I call them the Voice, the Tree and the Key. Collectively these three entities saved my life. Prior to 2007, I was the faithful patient of a very intelligent and respected male doctor for eight years, routinely performing my annual exams with the same precise schedule and task resulting in the same positive results year after year, when suddenly the “Voice” within spoke and told me to change doctors.

The voice boldly proclaimed this new doctor must BE a woman and of like age, who is in tune with a woman’s body as she approaches 40. My spiritual voice led me to Dr. Diana Chicos. Our first scheduled meeting for my March 2008 annual exam involved a great deal of dialogue, so much dialogue that I thought we might not have time to perform the physical exam. Ten to 15 minutes into our conversation about my life, my mental well-being and my health goals she began to construct a “Tree” of sorts, constructing the branches of my medical history based on the major cancers of my direct aunts and uncles.

Upon disclosing the prior breast cancer diagnosis of two aunts (one on my mother’s side, one on my father’s side) Dr. Chicos insisted it would be in my best interest to schedule my first mammogram at age 36 as a precaution. Two weeks later, the results of my first mammogram revealed a spot that was too small to properly diagnose.
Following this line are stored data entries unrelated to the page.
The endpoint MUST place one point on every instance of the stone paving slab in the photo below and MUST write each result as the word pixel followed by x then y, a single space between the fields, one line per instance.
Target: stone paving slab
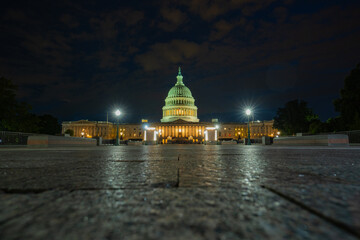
pixel 197 213
pixel 220 192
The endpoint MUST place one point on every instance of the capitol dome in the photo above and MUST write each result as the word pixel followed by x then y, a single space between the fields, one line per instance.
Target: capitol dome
pixel 179 104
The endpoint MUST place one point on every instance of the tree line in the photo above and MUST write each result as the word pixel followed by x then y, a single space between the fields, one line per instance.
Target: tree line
pixel 296 116
pixel 16 116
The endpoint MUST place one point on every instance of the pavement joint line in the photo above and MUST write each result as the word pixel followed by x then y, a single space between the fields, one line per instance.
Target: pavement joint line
pixel 20 214
pixel 330 220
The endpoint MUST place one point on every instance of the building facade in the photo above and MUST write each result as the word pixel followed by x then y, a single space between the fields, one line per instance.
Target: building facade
pixel 179 123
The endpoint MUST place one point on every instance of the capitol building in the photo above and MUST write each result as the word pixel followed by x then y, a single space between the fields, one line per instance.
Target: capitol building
pixel 179 124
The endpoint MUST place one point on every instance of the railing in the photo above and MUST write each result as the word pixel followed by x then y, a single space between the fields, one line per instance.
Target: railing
pixel 13 138
pixel 354 135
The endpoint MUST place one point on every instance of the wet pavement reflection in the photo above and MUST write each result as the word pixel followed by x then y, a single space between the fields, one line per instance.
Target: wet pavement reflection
pixel 206 191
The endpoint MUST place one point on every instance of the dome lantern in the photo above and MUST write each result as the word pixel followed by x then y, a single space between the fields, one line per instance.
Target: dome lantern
pixel 179 104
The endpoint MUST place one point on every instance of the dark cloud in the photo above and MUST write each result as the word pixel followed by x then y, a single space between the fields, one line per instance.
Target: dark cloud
pixel 175 52
pixel 83 58
pixel 173 18
pixel 69 20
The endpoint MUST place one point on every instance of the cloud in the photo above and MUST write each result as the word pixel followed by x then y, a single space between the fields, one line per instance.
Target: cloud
pixel 69 21
pixel 210 9
pixel 173 18
pixel 222 28
pixel 162 55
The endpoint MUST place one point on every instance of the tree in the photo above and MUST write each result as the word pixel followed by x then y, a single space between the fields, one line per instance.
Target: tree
pixel 349 102
pixel 294 117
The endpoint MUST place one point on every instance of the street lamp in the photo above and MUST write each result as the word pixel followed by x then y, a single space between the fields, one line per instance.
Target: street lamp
pixel 117 113
pixel 248 112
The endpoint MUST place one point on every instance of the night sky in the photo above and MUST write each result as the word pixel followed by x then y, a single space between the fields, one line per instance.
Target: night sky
pixel 81 60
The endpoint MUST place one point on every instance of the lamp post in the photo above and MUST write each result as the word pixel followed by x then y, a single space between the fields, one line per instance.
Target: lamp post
pixel 248 112
pixel 117 113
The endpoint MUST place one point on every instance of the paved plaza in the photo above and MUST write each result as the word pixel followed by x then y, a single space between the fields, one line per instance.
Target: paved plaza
pixel 180 192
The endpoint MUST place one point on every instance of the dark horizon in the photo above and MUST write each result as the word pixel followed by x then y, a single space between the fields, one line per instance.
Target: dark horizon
pixel 81 60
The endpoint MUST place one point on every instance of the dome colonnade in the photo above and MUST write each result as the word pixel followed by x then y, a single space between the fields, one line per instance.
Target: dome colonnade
pixel 179 104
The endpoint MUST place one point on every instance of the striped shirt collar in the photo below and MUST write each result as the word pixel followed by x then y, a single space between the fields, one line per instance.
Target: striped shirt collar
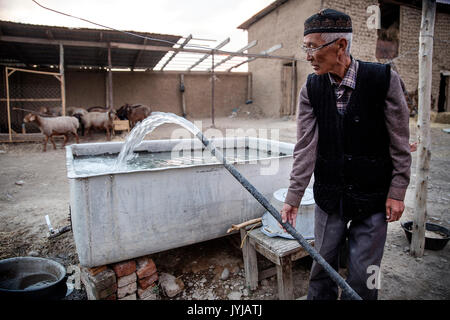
pixel 349 79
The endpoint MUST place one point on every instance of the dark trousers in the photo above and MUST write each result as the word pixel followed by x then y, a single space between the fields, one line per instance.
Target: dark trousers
pixel 366 239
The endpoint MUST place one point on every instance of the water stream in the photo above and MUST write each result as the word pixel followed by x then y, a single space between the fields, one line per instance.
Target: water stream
pixel 145 127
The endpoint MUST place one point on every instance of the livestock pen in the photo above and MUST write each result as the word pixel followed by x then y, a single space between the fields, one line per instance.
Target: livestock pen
pixel 57 67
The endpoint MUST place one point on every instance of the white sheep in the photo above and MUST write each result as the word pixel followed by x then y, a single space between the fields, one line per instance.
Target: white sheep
pixel 54 126
pixel 100 120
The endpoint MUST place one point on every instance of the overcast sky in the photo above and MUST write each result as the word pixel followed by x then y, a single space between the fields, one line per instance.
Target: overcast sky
pixel 213 19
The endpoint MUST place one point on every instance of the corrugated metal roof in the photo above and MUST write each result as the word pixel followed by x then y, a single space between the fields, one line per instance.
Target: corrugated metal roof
pixel 48 54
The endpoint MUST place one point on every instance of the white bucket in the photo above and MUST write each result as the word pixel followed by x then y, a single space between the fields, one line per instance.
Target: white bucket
pixel 305 217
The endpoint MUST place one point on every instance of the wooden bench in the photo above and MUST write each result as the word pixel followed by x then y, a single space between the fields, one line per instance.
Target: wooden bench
pixel 282 252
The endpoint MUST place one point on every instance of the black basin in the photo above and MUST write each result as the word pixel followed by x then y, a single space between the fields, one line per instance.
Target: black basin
pixel 430 243
pixel 32 278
Upon my six month follow-up, I was informed that the spot had grown and progressed into breast cancer. There were never lumps, no pain or bruising, so I would be just as unaware and oblivious to my own health crisis in September as I was in March. I concluded the “Key” in the discovery of my diagnosis was my awareness of my family’s medical history.
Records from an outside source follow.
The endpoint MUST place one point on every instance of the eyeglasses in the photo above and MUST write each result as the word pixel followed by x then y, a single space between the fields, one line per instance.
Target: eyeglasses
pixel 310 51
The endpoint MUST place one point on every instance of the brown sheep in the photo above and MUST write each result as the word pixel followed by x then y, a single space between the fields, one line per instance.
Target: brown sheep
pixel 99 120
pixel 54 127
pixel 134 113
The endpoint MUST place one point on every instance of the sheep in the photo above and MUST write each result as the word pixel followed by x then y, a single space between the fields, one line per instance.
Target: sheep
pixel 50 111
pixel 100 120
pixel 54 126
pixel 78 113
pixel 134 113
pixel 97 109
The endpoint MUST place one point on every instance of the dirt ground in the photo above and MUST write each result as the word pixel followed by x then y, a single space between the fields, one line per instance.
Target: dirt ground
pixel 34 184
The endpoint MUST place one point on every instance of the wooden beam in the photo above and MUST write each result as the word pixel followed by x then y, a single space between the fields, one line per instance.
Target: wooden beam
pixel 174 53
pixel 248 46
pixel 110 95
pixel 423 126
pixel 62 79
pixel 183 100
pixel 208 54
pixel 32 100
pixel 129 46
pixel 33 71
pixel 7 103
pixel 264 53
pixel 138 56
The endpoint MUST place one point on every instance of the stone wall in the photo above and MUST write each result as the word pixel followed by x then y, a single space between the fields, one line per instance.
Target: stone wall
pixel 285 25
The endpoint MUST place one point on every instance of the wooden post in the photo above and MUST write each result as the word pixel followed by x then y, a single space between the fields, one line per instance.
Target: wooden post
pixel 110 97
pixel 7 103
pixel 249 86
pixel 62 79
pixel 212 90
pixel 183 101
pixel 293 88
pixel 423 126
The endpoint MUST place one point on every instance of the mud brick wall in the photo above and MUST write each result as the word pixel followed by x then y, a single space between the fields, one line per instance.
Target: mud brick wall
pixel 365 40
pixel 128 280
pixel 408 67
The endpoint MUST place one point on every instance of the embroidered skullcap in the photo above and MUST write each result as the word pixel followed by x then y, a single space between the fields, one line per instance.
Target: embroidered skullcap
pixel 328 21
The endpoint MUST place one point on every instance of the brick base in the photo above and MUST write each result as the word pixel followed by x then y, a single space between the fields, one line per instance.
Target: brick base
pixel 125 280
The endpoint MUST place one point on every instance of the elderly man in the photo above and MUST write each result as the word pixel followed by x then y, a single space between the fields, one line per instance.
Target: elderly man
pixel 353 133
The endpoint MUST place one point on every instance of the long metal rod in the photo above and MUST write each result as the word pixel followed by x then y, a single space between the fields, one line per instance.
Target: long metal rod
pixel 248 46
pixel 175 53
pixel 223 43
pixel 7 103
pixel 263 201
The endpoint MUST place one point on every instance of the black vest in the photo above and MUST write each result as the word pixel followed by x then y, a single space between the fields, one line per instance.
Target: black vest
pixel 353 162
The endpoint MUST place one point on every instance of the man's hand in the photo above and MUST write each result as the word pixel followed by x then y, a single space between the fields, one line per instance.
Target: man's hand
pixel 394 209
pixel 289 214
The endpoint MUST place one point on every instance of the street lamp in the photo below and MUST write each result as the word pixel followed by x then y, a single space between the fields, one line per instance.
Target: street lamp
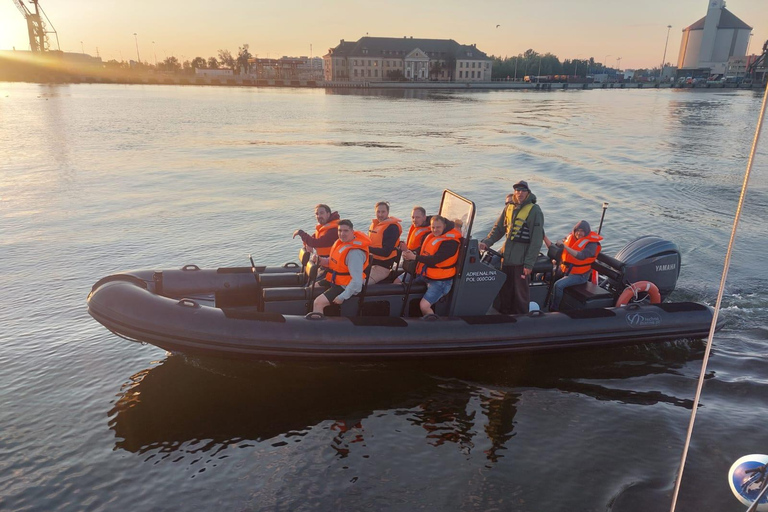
pixel 664 58
pixel 136 38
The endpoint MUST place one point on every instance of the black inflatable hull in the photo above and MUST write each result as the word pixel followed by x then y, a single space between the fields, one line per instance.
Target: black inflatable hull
pixel 127 306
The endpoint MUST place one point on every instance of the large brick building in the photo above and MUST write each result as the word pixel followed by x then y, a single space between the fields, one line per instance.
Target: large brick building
pixel 391 58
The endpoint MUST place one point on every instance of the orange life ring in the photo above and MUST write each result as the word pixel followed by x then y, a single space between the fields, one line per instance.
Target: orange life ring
pixel 633 289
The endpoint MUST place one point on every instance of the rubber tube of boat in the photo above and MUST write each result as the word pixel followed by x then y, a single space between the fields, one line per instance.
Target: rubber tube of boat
pixel 605 207
pixel 157 277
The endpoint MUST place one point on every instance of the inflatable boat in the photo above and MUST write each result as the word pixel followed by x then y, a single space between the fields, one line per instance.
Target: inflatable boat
pixel 264 313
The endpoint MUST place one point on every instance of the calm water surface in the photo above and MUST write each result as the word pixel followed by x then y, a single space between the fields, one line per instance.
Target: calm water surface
pixel 96 179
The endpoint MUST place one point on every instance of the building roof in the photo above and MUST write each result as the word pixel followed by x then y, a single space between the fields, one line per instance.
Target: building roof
pixel 396 47
pixel 727 20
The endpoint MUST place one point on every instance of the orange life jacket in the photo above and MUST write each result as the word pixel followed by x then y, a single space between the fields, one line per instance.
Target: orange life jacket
pixel 446 268
pixel 572 265
pixel 322 229
pixel 376 234
pixel 416 237
pixel 338 271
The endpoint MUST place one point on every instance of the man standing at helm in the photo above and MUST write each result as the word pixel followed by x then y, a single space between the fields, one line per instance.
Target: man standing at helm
pixel 521 223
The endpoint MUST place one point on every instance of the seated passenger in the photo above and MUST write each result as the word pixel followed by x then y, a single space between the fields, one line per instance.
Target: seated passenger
pixel 326 231
pixel 417 233
pixel 346 263
pixel 385 234
pixel 580 249
pixel 436 263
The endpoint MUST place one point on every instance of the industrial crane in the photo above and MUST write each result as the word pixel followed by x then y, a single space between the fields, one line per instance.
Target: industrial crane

Many women in my African-American age group can attest to the lack of knowledge of their own medical history because cancer is still taboo and silenced within their families, specifically among the older women and family matriarchs. I implore the women of my generation and generations thereafter to inquire, initiate or force these difficult conversations with the women they love and the women that love them. Single moms, know your daughters (and sons) father’s medical history so that none of them have to suffer in silence.

Listen to your spiritual inner voice, construct a family medical history tree with your trusted medical professional and know your family medical history like your life depends on it.